Vista la situazione attuale delle finanze greche, il primo ministro francese Jean-Marc Ayrault si dichiara favorevole a concedere più tempo ad Atene per risanare i conti pubblici. "La risposta non dovrà essere l'addio della Grecia all'euro" ha detto però Jean-Marc Ayrault. Il primo ministro ritiene giusto dare più tempo ad Atene, "che si mostra sincera nel suo impegno a mettere in pratica le riforme, soprattutto fiscali".
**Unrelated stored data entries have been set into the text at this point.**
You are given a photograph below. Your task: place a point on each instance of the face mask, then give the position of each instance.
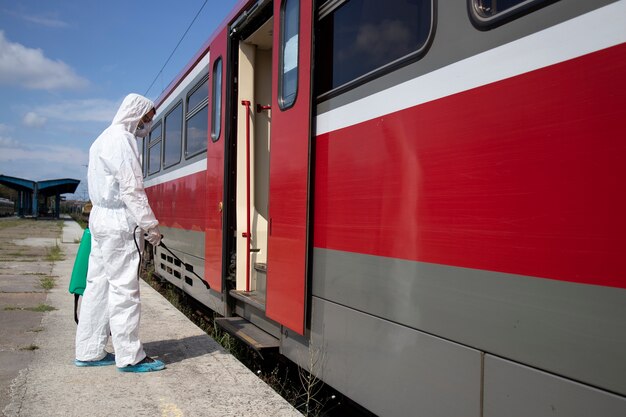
(143, 129)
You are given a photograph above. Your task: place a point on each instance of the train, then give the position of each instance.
(7, 207)
(426, 196)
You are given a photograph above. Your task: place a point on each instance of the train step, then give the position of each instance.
(248, 333)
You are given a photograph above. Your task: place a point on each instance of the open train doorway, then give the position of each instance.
(254, 117)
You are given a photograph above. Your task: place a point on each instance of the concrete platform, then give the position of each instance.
(201, 379)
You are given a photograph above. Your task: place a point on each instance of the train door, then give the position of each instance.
(272, 167)
(289, 163)
(252, 50)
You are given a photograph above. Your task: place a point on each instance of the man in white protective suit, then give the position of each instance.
(111, 299)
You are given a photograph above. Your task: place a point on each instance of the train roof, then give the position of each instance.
(201, 52)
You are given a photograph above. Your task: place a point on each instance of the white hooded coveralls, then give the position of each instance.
(111, 298)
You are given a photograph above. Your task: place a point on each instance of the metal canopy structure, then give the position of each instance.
(31, 192)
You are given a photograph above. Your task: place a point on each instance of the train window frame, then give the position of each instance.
(482, 22)
(191, 113)
(153, 143)
(217, 84)
(329, 7)
(142, 154)
(285, 103)
(164, 138)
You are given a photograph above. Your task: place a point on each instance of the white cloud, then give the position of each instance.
(48, 21)
(45, 21)
(32, 119)
(29, 68)
(42, 154)
(7, 142)
(89, 110)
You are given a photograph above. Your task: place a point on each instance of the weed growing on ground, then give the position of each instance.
(41, 308)
(47, 283)
(54, 253)
(304, 390)
(30, 347)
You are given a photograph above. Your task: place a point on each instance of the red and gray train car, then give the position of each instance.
(426, 196)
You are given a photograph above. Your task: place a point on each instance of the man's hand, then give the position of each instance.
(153, 236)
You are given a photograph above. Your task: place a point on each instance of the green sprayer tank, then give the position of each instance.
(79, 273)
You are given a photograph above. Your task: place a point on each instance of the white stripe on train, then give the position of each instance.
(198, 166)
(582, 35)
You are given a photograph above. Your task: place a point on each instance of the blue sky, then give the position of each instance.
(66, 65)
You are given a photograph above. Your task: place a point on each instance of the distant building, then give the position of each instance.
(33, 197)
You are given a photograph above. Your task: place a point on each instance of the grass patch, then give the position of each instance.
(30, 347)
(47, 283)
(41, 308)
(54, 253)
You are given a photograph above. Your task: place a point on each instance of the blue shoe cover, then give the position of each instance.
(109, 359)
(155, 365)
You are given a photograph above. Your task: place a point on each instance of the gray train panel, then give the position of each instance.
(455, 38)
(574, 330)
(393, 370)
(514, 390)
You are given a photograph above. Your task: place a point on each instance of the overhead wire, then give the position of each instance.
(176, 47)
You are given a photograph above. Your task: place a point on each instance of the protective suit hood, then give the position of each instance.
(132, 109)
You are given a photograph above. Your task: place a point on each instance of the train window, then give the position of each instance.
(141, 151)
(197, 124)
(173, 138)
(357, 39)
(288, 83)
(216, 101)
(491, 13)
(154, 149)
(198, 96)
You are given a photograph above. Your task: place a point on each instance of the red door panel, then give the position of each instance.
(289, 172)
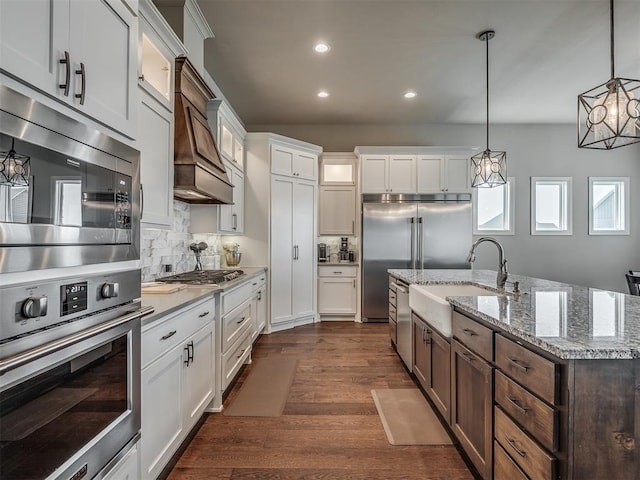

Dopo le indiscrezioni pubblicate da Der Spiegel, lunedì sono arrivate le smentire del governo greco. Il deficit di bilancio della Grecia resta di 11,5 miliardi di euro piu' i 2 mld di nuove manovre fiscali che il governo ellenico sta negoziando in questi giorni con la troika, si legge in una nota ministero delle Finanze di Atene.
Stando a quanto scrive oggi l'edizione online di Kathimerini, dietro il mancato raggiungimento di un accordo tra i rappresentanti della cordata Ue-Bce-Fmi e Atene sul nuovo pacchetto di tagli indispensabile alla Grecia per ottenere il via libera alla nuova tranche di aiuti internazionali, ci sarebbe stata la dura posizione di Poul Thomsen, del Fondo monetario internazionale, deciso a trascinare il Parlamento ellenico in una nuova ondata di austerity centrata su salari e pensioni.